Time to rethink mascots
High school basketball season is upon us again and passions are already high when you look at social media like Twitter and Facebook.
Students, parents and fans take great pride in their teams and for good reason.
In some areas, the nicknames of the high school teams serve as the town’s identity to outsiders, and when someone insults or disagrees with your mascot, it can feel like someone is taking shots at you as well.
There is a currently a bill in the Michigan Legislature that could ignite those passions even more, especially here in the Upper Peninsula.
The proposal would cause schools who use certain nicknames and mascots to lose state funding, which could be devastating to many districts.
According to the bill, the Michigan State Board of Education, along with approval of the Michigan Department of Civil Rights, would create a list of “race- or ethnicity-based classifications” that schools would be prohibited from using.
The Michigan Department of Education could then choose to withhold money from schools that continue to use those names, logos or mascots.
Depending on what is placed on the theoretical list, that could affect quite a few teams, including U.P. teams like Marquette (Redmen), Gladstone (Braves), Newberry (Indians) and Escanaba (Eskymos). I’ve covered all four of these teams and it’s clear how much the nicknames mean to their fans and communities.
This issue has been around for years. In fact, ESPN’s “Outside The Lines” did a profile on how Marquette was dealing with it 18 years ago, and although things have quieted down, I’m guessing things might heat up again if this bill gets traction.
Marquette seems to have made a lot of progress since that ESPN feature as the use of the Native American headdress logo seems to have stopped and the focus is now on the block “M” version. That might allow them to keep the Redmen nickname, but other schools might not be so lucky.
Escanaba is in an interesting situation as they can use the argument that its nickname represents the town due to the “Y” in “Eskymos” and that it’s just a play on words.
However, that costumed mascot will probably have to disappear, and I’m surprised that it’s lasted this long.
I’d say that is more offensive than what Marquette and the other schools have.
I know I might still be seen as an outsider in the U.P., but I’ve had more than enough experience with this issue.
As I wrote in a previous column, my high school in Minnesota got rid of its nickname, the Braves, back in the 1990s and people embraced the Blaze after the school almost burned down.
I wouldn’t want any school to catch on fire, of course, but it does show that a community can come together again after a divisive issue.
It got even worse at another institution I attended, the University of North Dakota, where the controversy over the Fighting Sioux logo went from fiery spirit to a raging inferno.
The issue been documented so well and so often, I’m not going to rehash it much.
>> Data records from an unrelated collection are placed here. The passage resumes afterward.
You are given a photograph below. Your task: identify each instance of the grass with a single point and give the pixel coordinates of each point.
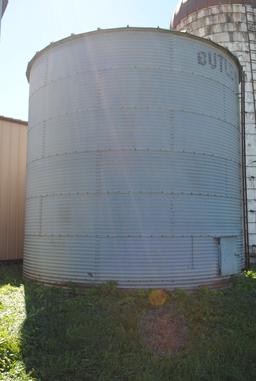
(64, 335)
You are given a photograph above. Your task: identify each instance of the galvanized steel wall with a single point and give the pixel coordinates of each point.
(133, 160)
(13, 145)
(234, 27)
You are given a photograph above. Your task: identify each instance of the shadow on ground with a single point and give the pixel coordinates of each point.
(71, 336)
(94, 335)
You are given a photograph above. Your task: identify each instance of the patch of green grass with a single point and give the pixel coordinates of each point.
(94, 335)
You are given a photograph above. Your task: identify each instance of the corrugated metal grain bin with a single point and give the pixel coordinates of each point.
(232, 24)
(133, 161)
(13, 146)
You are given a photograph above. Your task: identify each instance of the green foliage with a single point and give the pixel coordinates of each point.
(48, 333)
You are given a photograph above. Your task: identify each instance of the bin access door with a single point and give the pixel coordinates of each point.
(228, 255)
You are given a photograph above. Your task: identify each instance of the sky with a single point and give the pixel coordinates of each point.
(30, 25)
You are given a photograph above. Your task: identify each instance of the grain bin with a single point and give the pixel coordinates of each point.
(13, 146)
(232, 24)
(133, 161)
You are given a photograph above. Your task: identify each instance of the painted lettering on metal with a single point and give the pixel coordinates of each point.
(216, 62)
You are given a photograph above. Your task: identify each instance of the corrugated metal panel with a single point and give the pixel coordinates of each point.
(134, 161)
(232, 26)
(13, 142)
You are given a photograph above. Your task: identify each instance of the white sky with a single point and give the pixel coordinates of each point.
(30, 25)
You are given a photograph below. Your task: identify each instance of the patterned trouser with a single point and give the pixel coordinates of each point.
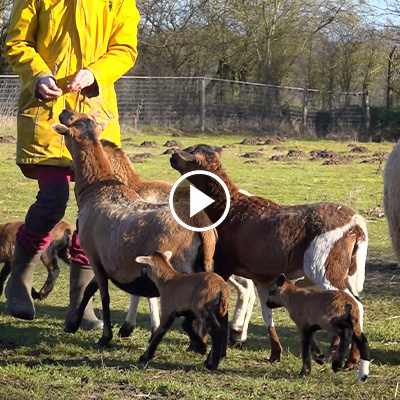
(49, 208)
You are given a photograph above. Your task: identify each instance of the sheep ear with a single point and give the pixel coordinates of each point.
(185, 156)
(96, 114)
(168, 254)
(281, 280)
(145, 260)
(102, 124)
(60, 128)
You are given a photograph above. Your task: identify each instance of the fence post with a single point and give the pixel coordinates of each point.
(202, 103)
(304, 111)
(367, 112)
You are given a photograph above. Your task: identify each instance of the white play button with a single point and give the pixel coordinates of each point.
(198, 201)
(188, 201)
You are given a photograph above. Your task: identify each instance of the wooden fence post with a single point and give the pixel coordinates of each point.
(367, 113)
(202, 104)
(305, 110)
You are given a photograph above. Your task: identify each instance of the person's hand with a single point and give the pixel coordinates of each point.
(82, 79)
(46, 88)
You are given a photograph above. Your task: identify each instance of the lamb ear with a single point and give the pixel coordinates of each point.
(60, 128)
(103, 123)
(281, 280)
(145, 260)
(168, 254)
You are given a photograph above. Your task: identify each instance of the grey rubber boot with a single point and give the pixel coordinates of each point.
(80, 276)
(19, 287)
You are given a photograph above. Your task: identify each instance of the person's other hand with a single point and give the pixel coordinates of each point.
(46, 88)
(82, 79)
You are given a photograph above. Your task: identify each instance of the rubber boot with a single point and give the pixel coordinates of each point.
(19, 286)
(80, 276)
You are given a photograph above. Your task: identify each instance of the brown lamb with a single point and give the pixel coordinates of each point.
(260, 239)
(333, 311)
(203, 296)
(157, 191)
(125, 225)
(60, 240)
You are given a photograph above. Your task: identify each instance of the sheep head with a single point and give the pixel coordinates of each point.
(78, 128)
(196, 157)
(276, 290)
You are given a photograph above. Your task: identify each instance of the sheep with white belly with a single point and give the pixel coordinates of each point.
(203, 296)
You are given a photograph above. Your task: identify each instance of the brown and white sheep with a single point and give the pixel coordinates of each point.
(60, 240)
(391, 196)
(203, 297)
(124, 224)
(260, 239)
(156, 191)
(334, 311)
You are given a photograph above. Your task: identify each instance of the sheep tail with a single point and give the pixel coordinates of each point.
(209, 240)
(223, 303)
(356, 276)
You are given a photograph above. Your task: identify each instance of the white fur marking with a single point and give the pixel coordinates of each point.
(363, 371)
(318, 252)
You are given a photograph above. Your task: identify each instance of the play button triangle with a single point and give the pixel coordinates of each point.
(198, 200)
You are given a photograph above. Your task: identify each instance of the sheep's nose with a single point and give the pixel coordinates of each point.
(65, 116)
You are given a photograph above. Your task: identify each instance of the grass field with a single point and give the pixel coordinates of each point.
(39, 361)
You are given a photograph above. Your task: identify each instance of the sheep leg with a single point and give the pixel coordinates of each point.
(165, 325)
(102, 278)
(345, 339)
(200, 331)
(317, 354)
(53, 270)
(218, 339)
(243, 309)
(5, 271)
(154, 314)
(73, 325)
(130, 320)
(196, 343)
(276, 347)
(306, 340)
(362, 344)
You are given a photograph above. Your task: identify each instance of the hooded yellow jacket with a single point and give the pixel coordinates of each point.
(57, 38)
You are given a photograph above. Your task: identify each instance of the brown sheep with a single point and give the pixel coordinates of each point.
(60, 240)
(158, 192)
(125, 225)
(203, 296)
(334, 311)
(260, 239)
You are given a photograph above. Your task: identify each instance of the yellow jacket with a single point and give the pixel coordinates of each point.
(100, 35)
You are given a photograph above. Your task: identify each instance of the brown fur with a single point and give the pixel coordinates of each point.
(183, 292)
(277, 235)
(158, 192)
(203, 296)
(259, 239)
(60, 240)
(124, 224)
(315, 307)
(334, 311)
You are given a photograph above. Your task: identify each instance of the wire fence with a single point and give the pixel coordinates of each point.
(213, 104)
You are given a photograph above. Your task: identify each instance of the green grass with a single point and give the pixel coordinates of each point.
(39, 361)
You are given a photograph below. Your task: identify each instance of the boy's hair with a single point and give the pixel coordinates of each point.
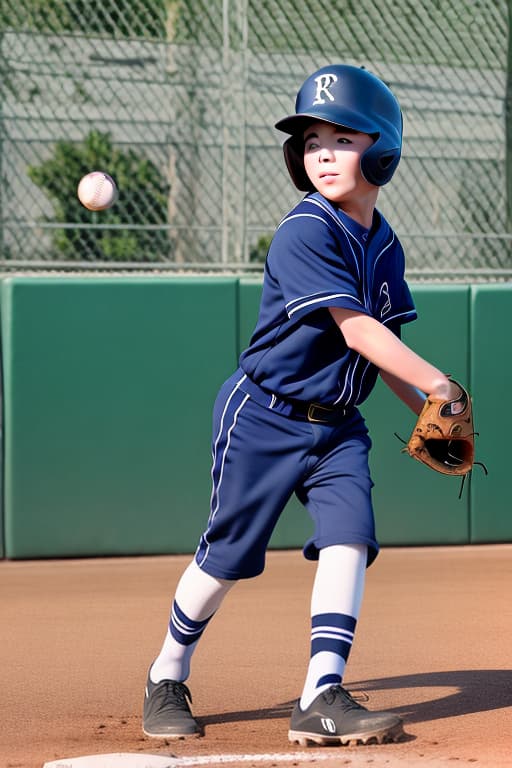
(354, 98)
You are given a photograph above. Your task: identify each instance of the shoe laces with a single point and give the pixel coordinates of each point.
(177, 693)
(346, 700)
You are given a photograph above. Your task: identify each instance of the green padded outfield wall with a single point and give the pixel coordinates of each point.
(109, 386)
(108, 391)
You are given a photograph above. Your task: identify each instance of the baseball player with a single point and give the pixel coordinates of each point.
(287, 421)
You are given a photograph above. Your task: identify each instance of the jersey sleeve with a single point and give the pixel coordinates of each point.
(312, 268)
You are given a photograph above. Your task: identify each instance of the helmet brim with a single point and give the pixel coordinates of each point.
(296, 124)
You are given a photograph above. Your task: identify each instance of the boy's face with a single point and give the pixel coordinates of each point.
(332, 160)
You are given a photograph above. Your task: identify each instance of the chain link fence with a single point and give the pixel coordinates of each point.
(177, 100)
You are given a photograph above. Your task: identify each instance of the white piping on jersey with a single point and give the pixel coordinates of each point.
(316, 301)
(346, 231)
(216, 488)
(399, 314)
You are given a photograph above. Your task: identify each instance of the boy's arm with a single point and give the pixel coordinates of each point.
(380, 346)
(408, 394)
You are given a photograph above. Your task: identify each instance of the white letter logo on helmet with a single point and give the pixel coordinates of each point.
(323, 83)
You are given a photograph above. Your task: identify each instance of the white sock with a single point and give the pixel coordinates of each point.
(335, 605)
(198, 596)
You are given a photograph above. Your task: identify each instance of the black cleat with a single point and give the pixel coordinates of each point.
(334, 717)
(167, 712)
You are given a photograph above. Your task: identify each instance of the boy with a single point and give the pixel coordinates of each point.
(334, 298)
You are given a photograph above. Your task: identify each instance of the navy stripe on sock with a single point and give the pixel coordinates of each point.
(184, 630)
(340, 647)
(329, 680)
(338, 620)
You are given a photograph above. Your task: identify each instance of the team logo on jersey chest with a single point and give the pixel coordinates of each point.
(323, 83)
(384, 299)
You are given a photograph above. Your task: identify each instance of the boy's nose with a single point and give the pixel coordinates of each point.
(325, 155)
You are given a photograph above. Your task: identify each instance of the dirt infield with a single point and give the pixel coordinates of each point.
(433, 643)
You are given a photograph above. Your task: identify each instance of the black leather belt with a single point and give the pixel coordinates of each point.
(315, 413)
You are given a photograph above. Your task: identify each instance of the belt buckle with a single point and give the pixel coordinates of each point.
(313, 407)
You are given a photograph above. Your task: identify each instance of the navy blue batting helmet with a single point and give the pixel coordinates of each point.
(352, 97)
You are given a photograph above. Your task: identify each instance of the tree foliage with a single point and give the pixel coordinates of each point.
(143, 196)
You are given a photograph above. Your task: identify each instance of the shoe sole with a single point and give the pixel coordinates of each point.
(378, 736)
(172, 736)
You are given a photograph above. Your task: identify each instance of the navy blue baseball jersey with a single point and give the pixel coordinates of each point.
(320, 257)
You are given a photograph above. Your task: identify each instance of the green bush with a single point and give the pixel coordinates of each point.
(122, 234)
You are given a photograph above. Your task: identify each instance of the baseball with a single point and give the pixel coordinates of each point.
(97, 191)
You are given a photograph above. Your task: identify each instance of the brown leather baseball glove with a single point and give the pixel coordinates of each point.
(443, 437)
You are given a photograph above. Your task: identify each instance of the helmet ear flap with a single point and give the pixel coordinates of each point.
(293, 150)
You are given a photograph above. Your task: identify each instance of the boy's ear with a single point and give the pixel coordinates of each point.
(293, 150)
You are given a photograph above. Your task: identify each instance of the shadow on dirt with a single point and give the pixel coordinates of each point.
(470, 691)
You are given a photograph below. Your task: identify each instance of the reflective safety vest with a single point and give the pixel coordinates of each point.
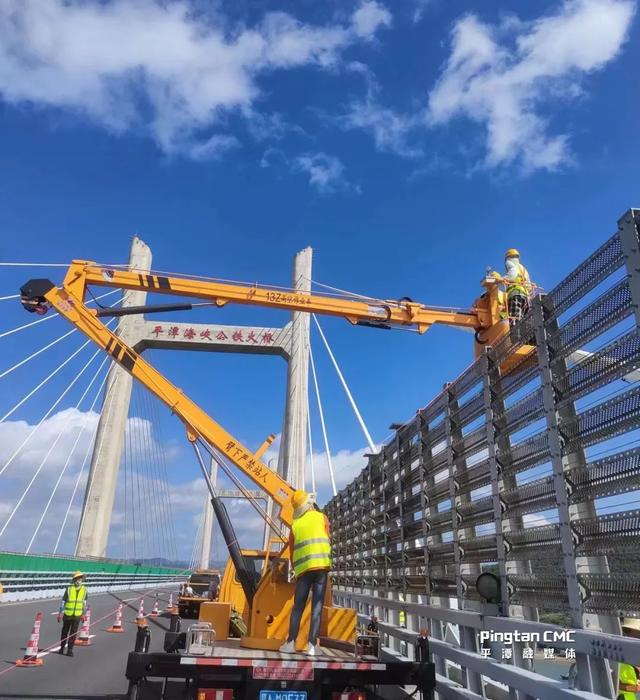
(521, 284)
(74, 605)
(627, 682)
(311, 546)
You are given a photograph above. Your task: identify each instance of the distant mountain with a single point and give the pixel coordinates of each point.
(160, 561)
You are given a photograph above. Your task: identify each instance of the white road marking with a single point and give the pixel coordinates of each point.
(55, 649)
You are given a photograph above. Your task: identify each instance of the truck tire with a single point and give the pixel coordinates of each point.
(135, 690)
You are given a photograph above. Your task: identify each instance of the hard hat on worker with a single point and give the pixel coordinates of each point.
(300, 500)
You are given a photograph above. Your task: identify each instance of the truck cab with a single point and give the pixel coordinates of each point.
(205, 584)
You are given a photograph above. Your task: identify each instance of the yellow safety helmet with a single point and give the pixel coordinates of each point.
(299, 499)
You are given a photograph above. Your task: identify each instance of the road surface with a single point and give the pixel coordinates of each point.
(95, 672)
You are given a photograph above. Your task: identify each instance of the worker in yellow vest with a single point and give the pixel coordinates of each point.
(629, 676)
(72, 611)
(518, 285)
(310, 546)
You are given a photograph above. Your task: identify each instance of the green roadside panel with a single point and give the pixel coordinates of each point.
(12, 561)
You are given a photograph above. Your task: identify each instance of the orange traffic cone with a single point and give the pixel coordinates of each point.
(30, 657)
(83, 639)
(117, 625)
(140, 618)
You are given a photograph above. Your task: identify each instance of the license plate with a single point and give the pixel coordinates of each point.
(283, 673)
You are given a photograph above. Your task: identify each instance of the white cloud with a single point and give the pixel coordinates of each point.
(419, 9)
(326, 173)
(51, 447)
(390, 129)
(214, 147)
(501, 76)
(369, 17)
(158, 67)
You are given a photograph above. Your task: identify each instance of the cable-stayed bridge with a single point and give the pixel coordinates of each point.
(532, 475)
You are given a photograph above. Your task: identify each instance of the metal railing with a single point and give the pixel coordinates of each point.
(29, 577)
(530, 475)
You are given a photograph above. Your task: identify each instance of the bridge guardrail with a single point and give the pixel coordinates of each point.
(32, 585)
(531, 474)
(31, 577)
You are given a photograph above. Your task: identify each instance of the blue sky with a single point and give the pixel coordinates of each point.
(408, 143)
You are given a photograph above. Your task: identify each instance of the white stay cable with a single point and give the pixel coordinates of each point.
(54, 443)
(311, 464)
(108, 396)
(48, 318)
(44, 417)
(37, 352)
(324, 428)
(44, 381)
(73, 448)
(367, 435)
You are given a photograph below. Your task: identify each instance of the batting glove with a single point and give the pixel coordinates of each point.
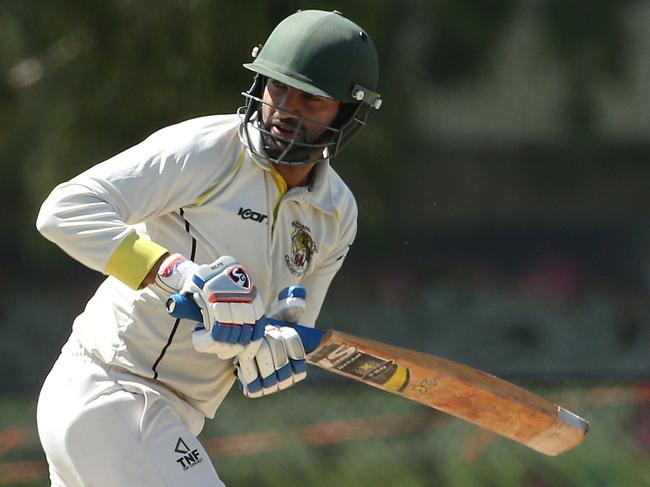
(233, 313)
(280, 361)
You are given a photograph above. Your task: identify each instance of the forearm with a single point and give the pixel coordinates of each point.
(91, 231)
(151, 275)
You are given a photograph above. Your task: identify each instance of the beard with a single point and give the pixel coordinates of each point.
(296, 148)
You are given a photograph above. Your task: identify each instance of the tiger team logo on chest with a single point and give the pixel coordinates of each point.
(302, 249)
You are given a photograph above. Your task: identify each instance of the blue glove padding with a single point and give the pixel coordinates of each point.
(280, 361)
(278, 364)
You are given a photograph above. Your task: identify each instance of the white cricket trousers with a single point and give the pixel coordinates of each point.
(104, 427)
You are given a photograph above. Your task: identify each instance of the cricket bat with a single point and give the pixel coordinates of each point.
(462, 391)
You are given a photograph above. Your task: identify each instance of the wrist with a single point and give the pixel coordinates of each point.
(173, 272)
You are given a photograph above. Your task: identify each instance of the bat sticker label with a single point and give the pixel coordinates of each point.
(363, 366)
(426, 385)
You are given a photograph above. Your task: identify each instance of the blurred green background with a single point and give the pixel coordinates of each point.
(504, 208)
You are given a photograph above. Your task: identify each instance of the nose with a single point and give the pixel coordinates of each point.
(289, 102)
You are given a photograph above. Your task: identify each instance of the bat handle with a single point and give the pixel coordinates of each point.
(183, 307)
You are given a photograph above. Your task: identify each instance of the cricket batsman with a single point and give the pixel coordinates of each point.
(244, 213)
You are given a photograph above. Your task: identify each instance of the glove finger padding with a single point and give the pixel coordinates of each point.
(278, 364)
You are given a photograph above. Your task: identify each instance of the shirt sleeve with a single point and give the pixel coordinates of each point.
(93, 216)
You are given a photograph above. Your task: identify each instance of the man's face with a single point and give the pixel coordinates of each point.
(284, 107)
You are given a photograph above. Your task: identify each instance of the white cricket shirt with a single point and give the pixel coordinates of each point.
(192, 188)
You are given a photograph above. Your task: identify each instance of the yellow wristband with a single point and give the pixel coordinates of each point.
(133, 259)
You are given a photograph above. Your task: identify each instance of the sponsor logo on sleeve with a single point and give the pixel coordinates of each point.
(189, 458)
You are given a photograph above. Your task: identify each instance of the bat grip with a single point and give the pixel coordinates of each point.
(184, 307)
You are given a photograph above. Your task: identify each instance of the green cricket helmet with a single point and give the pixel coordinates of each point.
(323, 54)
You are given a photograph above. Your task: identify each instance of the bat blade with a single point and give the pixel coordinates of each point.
(462, 391)
(454, 388)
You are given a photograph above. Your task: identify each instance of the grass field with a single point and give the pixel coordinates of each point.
(343, 434)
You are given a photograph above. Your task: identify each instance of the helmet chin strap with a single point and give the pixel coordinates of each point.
(293, 154)
(351, 118)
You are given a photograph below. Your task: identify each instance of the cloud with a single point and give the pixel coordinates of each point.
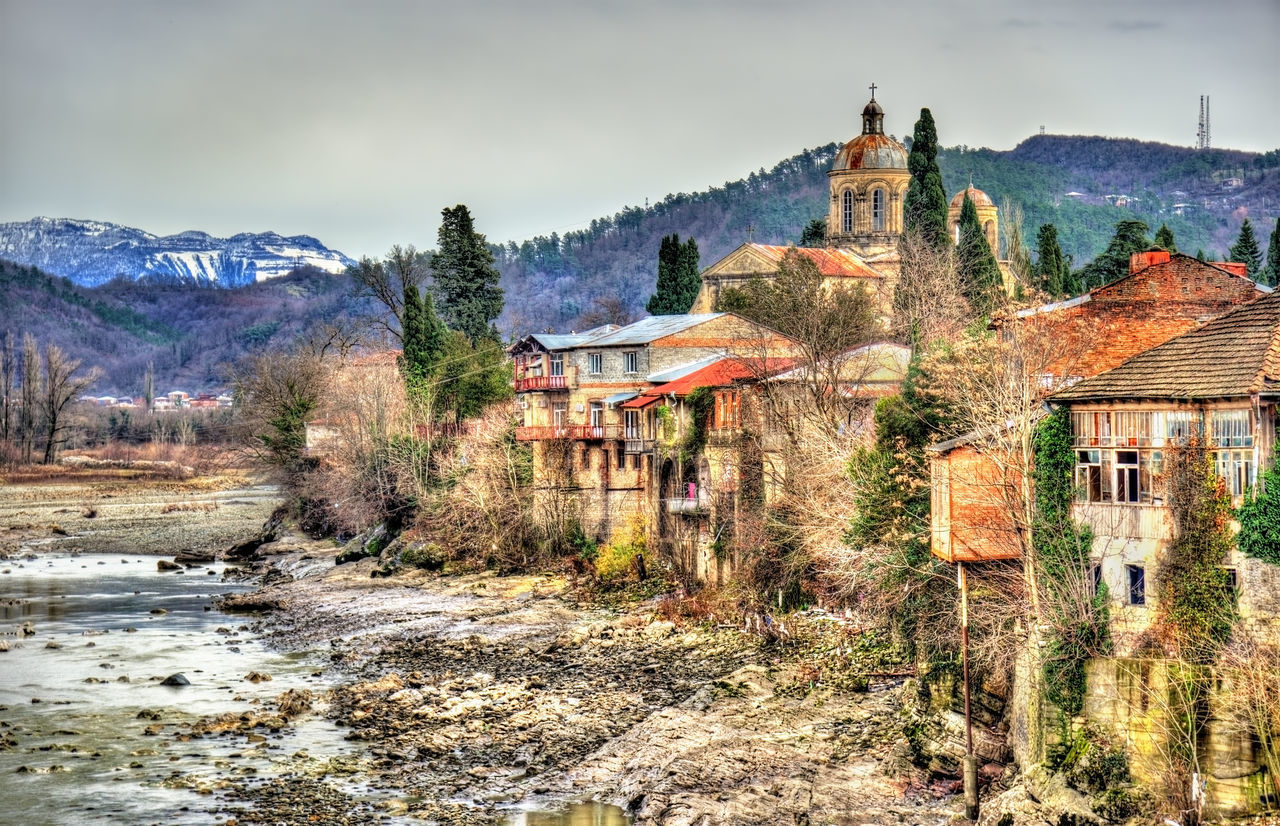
(1136, 26)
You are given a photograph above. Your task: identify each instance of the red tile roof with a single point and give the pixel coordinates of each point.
(830, 260)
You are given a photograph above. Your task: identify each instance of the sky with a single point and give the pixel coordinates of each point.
(359, 121)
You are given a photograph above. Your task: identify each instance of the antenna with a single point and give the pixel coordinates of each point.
(1202, 133)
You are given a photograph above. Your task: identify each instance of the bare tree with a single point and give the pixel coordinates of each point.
(62, 384)
(31, 395)
(8, 382)
(385, 282)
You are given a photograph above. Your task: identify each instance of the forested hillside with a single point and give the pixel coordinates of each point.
(191, 334)
(1073, 182)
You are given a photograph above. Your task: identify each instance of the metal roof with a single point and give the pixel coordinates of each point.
(652, 328)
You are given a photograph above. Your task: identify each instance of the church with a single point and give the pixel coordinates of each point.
(868, 185)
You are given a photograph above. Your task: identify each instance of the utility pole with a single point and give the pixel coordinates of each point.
(970, 761)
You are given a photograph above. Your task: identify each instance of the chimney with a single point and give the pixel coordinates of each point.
(1142, 260)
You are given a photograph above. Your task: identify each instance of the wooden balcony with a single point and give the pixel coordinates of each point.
(576, 432)
(688, 507)
(632, 445)
(542, 383)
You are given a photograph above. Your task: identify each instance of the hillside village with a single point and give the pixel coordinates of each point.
(1092, 493)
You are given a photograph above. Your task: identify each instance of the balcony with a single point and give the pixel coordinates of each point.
(632, 445)
(688, 506)
(540, 383)
(576, 432)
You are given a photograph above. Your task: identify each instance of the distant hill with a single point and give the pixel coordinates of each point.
(191, 334)
(1073, 182)
(94, 252)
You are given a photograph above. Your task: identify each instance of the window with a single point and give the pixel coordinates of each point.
(1089, 480)
(1127, 475)
(1137, 584)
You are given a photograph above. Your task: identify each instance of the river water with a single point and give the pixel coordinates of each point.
(90, 735)
(108, 629)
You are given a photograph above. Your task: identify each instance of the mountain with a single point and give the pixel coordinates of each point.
(94, 252)
(1082, 185)
(191, 334)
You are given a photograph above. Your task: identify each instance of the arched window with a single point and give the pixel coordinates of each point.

However, after a ridiculously long process, the nickname has now gone away and UND is now the Fighting Hawks.
Sure, people still refer to the school’s teams as the Sioux, but the Hawks is gradually being embraced. It might take an entire generation for that to fully happen, but it will eventually.
As far as the bill in the Michigan Legislature, I don’t see it going anywhere. It’s much too broad of a net and I don’t think many representatives would be in favor of cutting funding to schools over school mascots.
It’s a rather harsh way of going about fixing an issue, and supporting this bill might hurt legislators’ re-election possibilities, which is what it may ultimately come down to.
In a nutshell, the bill isn’t going to accomplish anything in the state legislature, so schools and their fans shouldn’t be fretting over it too much.
However, what I think the bill will accomplish is to make schools and communities take another look at their priorities.
How much longer do they want to put up with this? Is compromise a possibility? Maybe keeping the team name, but eliminating the logo and the mascot? All these questions should be considered before the next school year.
This isn’t an easy topic to deal with and I know there are passionate feelings on both sides. Trust me, I get it.
However, schools and communities will eventually have to ask themselves this question: is it worth fighting this issue any longer?
If funding cuts are now being proposed in the legislature, it’s probably not.